In highly inflected languages ​​like Latin, impersonal verbs can be very common because inflected verbs don’t necessarily require a subject. The simple verb amat, for example, has the ending -at, indicating that the subject is “he/she/it”. No pronoun is needed to make the subject clear. Similarly, the impersonal verb lecit, meaning “it is permitted,” does not require a subject independent of the verb. This construction lacks the dummy pronoun that can make impersonal verbs in English awkward.

Some rhetoricians recommend avoiding impersonal verbs and instead rephrasing a sentence to contain an active verb whenever possible. The sentence “There are six elephants in the zoo,” for example, can be rewritten as “Six elephants live in the zoo.” Certain clichés, however, do not lend themselves to easy restructuring.
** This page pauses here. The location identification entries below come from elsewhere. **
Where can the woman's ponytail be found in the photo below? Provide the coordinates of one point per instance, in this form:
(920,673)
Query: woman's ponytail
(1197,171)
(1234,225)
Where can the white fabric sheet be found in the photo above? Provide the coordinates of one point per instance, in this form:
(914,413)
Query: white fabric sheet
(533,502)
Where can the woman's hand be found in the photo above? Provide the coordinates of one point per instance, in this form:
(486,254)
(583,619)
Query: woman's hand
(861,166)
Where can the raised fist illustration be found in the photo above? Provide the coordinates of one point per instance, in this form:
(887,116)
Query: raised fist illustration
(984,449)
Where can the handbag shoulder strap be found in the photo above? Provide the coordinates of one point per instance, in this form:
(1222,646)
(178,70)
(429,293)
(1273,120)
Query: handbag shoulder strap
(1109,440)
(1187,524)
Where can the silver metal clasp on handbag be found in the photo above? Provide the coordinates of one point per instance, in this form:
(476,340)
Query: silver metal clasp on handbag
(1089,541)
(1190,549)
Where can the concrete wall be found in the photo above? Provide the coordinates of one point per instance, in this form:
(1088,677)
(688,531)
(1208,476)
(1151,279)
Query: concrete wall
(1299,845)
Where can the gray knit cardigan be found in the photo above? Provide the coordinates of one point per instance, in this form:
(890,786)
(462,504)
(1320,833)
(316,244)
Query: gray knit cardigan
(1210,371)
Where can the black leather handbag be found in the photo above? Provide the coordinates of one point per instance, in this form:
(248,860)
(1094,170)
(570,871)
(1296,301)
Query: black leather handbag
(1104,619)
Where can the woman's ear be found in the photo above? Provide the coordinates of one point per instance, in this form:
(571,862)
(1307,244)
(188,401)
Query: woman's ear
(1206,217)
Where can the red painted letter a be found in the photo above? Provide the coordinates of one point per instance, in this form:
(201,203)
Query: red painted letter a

To determine if an English sentence that begins with a pronoun contains an impersonal verb, one can look to see if the pronoun has an antecedent. If not, it’s probably an impersonal verb. The following series of examples make this clear: “Mt. Kenya is 17,057 feet (5,199 m) high. It has many species of wildlife”, compared to: “Mt. Kenya is 17,057 feet (5,199 m) high. It often rains there.”

Although the two pairs of sentences look similar on the surface, the first has an impersonal verb, but the second does not. The pronoun “it” in the first example has an antecedent: mt. Kenya. The second example, however, has no antecedent, no previous name to which it refers. The mountain does not rain, it rains. The lack of an antecedent indicates that “it rains” is an impersonal verb in this sentence.